Keep the customer front and center
Maxime Colas, Director, ecommerce Sales, Europe, Checkout.com
When retailers fight harder for every dollar, every marginal gain matters—and they're harder to achieve as customers' expectations rise. Consumers want to pay with a method of their choice—on a device of their choice—and be confident their personal and financial data is safe while not being inconvenienced by security checks.
There are a lot of moving parts to consider. Access to a broad range of payment methods is crucial. So is understanding which methods are most appropriate for specific scenarios—partly about customer preference, but also about approval rates and cost—and the ability to switch these on, where and when required. Before that, data is key to understanding payment preferences across different markets and demographics. It is also key to personalizing checkout experiences and automating each customer's optimal payment methods to maximize conversion.
Retailers also need to contend with Strong Customer Authentication requirements this peak season. While all retailers selling in the EEA and UK are compliant with the rules, many are yet to optimize their SCA strategy and use of exemptions. These businesses risk forcing customers through a more arduous authentication flow than needed, jeopardizing the sale.
Retailers whose payments are not set up for this level of customer-centricity and agility still have time before November but will need to work with a payments partner to get what they need.
Maximize the value of seasonal shoppers
Rohan Shah, Co-founder and CRO, Extend
This holiday season, merchants must be laser-focused on making the most of every customer touchpoint.

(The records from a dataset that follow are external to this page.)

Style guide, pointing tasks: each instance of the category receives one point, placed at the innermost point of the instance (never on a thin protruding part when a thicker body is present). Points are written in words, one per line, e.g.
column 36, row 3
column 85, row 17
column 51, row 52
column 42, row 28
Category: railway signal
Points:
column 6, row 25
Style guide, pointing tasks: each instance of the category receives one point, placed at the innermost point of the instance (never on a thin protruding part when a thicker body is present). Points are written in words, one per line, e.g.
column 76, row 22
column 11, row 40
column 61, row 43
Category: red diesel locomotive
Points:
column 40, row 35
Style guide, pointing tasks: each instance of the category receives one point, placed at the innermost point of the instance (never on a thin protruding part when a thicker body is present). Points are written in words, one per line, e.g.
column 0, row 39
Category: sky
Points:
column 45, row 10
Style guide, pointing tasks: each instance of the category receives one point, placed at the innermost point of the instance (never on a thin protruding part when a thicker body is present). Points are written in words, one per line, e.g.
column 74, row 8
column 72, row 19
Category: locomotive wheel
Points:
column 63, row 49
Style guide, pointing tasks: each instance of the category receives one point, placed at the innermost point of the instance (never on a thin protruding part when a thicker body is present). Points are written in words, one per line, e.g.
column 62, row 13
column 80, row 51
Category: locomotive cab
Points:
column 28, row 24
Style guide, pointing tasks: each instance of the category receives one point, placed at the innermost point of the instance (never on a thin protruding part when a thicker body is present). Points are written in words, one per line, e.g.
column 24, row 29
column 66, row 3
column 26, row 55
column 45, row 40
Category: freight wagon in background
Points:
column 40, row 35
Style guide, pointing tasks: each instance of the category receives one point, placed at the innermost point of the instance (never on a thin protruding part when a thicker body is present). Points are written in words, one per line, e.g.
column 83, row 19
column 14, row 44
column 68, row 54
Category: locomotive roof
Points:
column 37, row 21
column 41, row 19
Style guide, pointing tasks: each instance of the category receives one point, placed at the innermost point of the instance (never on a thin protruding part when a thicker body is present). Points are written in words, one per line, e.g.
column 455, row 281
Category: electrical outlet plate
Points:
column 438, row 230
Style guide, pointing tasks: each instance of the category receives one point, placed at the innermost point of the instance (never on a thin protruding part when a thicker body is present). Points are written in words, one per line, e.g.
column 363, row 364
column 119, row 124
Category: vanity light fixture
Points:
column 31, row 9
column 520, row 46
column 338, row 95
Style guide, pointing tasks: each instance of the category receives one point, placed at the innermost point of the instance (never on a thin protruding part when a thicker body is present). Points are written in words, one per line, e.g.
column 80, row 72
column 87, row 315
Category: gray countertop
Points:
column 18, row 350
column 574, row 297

The top merchants are dominating the market by continuing to innovate on the experience they provide, with value-added services that:
- Maximize the value of each transaction
- Create post-purchase touchpoints to keep customers engaged
- Improve the customer shopping experience
Two common examples are loyalty programs and frictionless returns management but don’t overlook the benefits of offering customers product protection. As customers spend less in response to the macroeconomic environment, they think a lot more about extending their product's life cycle or protecting themselves in case anything goes wrong.
Retailers might be surprised how much value it can add to the bottom line, especially during the holiday season. Based on internal data, we see revenue from protection plan sales more than 22% higher during Q4, with a 20% higher attach rate.
Peak season success is all in the preparation
Despite the challenges of this year's peak sales season, there are plenty of opportunities for well-prepared retailers.
Rising prices could see shoppers spending earlier to beat inflation. Others will have saved their money and ring-fenced this, especially for peak sales season. Also, retail is not uniform, and neither are consumer attitudes. What some consider a discretionary spend, others will see as essential. While some will retreat from big purchases, others will be unwilling to forgo a product they had planned and budgeted for and save elsewhere if necessary.
So, retailers should go into peak sales season with optimism, but only if they have prepared thoroughly. The key is to focus just as much on ensuring customers can complete their purchase as on offering the deals that bring them to the digital storefront.